By the numbers: Many are familiar with the Body Mass Index (BMI), however, not all know that this metric can be misleading especially for those with high muscle mass. Below is a chart of my (I want to emphasis this is tailored for me) ideal body weight (BW) based on my lean muscle mass (LMM). At the top of the chart is what the BMI says I should weight between 128 and 162lbs for my height (5’9).
Ok, so here’s why this metric can be really off. I currently carry 137lbs of LMM! According to the Body Mass Index, I would be considered overweight at my total weight of 195lb. These numbers are just unreasonable given my body composition. If I was fixated on the scale and what the scale says (nonetheless society’s opinion on my physique) I would constantly be in a depressed state thinking I’m overweight and something’s wrong with me.
The better way to assess a healthy body weight is to consider percent body fat (%BF). For my age, a healthy %BF is between 21% and 33% as a woman. In the middle of the chart you will see my healthy weight associated with these percentages which is 183 – 216lbs.
So I did a little math based on DEXA scans from UT Austin’s Fit Institute, a DEXA scan is when they do your body composition they give you your bone mineral density, fat composition and lean muscle composition. So finally, hallelujah!, confirmation that nothing was wrong with me and I was just a little too much in my head. It’s worth a shout and excitement because for so long I was comparing myself to a standard the wasn’t built for me. Instead, of resting in who I was and how I carry my weight I got frustrated because the numbers on the scale and the sizes of my clothes made me feel big and awkward.
Even though I wasn’t. 😅 Look at God! Alright, now I’m going to get into the faith component of this blog…

With faith: So here’s my reflection of this as it relates to faith. Body complex issues come in all shapes and sizes (excuse the pun). Personally, many look at me and say I am skinny. Some say I am strong. Whatever the opinion, I have to remember it is only an opinion.
Trust me, people will praise you one day and tear you down the next. You can’t live for others opinion of your beauty or self-worth based on your body type. And I say this from somebody who grew up fit, again I am giving you my positionality… I am not striving to be who I was a 18 years old nor am I striving to be the baddest chick walking the streets. I just want to be the best person God has called be to be right now. And so for me, I let the numbers do the talk down my overly judgmental inner critic and gave myself some grace to stay in a healthy range because you know things can fluctuate.
A scripture I often reflective on related to this issue and my performance or my perception to other people:

This process of mind renewal is spiritual as well as practical.
Sticking to facts and not opinions have helped me be the best me.
Keeping up with my doctor’s visits have helped me be the best me.
Stopping the constant comparisons to myself and others has helped me be the best me.
It is all connected–soul, body and spirit. I am the best me physically when my soul (my mind, will and emotions) and spirit are at peace. When I consider myself as a whole person, I can focus on healthy eating and exercise. I won’t go to my comfort foods or alcohol as a way of escape. I will get more rest and I will drink more water. Yeah, the stuff that makes you go “duh, I knew that already.”

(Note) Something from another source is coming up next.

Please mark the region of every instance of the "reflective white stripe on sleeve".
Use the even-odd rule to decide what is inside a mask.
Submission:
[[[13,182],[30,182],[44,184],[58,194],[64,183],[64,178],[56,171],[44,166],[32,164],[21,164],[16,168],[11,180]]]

Yet in knowing what to do but not doing it, I personally had to assess why I wasn’t following through. Why was I afraid of working out? And what was more concerning than my own health?
Answer: Rejection. Being my size and stature along with my muscle mass I always had been labeled as less of a lady, too hard. So a wall of fear built up over the years around gaining more weight or being too manly. (I thought I was going to be rejected). This kept me in bondage for years but it was just the other day (like a couple week ago) that I realized the ridiculousness of this line of thinking.
Both men and women are human at the end of the day. Plain and simple. Our bodies are amazing and ideally work to adjust us to the needs of our environment. So how could I reject myself for being strong? Was that not required of me as a gymnast? Yes, it was. How can I reject myself for have a broad back? Is that not a signature mark of a swimmer? Yes, it is. All that I am is a result of my past experiences. So instead of trying to change or hide or shift myself into something I am not, I am learning to embrace me. Yes, learning. I have not fully arrived but I am making progress. ☺️
I can delight in this progress and the process I am on now because I’m exercising my physical body as part of my worship unto God. It is no longer centered around myself or my physique or looking the best but it’s truly how God sees me and my purpose for my body. And for this I had to go back to the scripture.
As it is written, "Therefore, I urge you, brothers and sisters, in view of God’s mercy, to offer your bodies as a living sacrifice, holy and pleasing to God—this is your true and proper worship" (Romans 12:1).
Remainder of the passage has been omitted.